My 1st Power BI Resume (And 1st LinkedIn Article)

Published on 2017-09-06 23:48 (LinkedIn: sethsanu)





created a Power BI report based on my LinkedIn profile data. LinkedIn members can download their data to CSV files via https://www.linkedin.com/psettings/member-data. The archival process takes about three days, with the first set of CSV files arriving almost instantaneously.

Design Elements

Custom Visuals. In the consulting world there's an inherent fear of using custom visuals, and rightfully so - some send data to third party sites, some have the reliability of Pontiac Aztek (similarly, the coolness factor of custom visuals is as subjective as a Pontiac Aztek). I only used my favorites ...

  • Play Axis

  • Attribute Slicer

  • Word Cloud

  • Drill Donut

For the company images, I downloaded the LinkedIn versions and uploaded them to my OneDrive. From OneDrive there's an embed link where a public URL for each image can be obtained. An alternative would not be to host them, but to use hot links to existing company logos hosted on the company site. Problem is I've worked for a couple companies that have shut down - heaven only knows how LinkedIn has these images when a web search turns up empty.

Data Quality. In creating the report, I realized that my LinkedIn data wasn't up to date. In some cases I had jobs without start and end dates, and skills that were (nay, still are) missing. The Power BI report was a wake up call to update my profile.

Power BI publish to web. To publish to web you need a Power BI Pro License. I have one through my Office 365 subscription on Sanusi.org (a domain squatter in Korea has Sanusi.com ransomed for the next decade). Note that when you do this you're sharing all information with the world; so heed the warning messages for the privacy conscious.

Data Model

In the consulting world, our resumes include a list of skills and a numerical proficiency rating. I adopted the same design using the skills list that LinkedIn provided. I added a column for proficiency and start / end dates. Primarily so I can infer the skills to the job I was in, but also because I wanted to downplay skills I no longer wanted to emphasize (too many recruiters calling for ABAP and MSAccess ... not like there's anything wrong with those, they're just not my cup of tea). Ah data gaming at it's finest.

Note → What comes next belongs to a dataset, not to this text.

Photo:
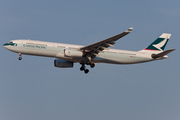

The trickiest part was connecting start and end dates to a date slicer. I've done this on past projects and implemented the same technique: cross join a date table against the summarized start / end date table, finally filter out only the intersections. This allows the date slicer to show only the jobs I was working within the slicer period. I'm sure there's a better approach and I welcome comments / suggestions / philosophical entreaties.

This is V1, I hope to refine it a bit with the 2nd batch of the LinkedIn archive data (my history of likes). I also would like to templatize it as a pbit file so others could use it along with their own LinkedIn data export (provided they fill in the data model blanks).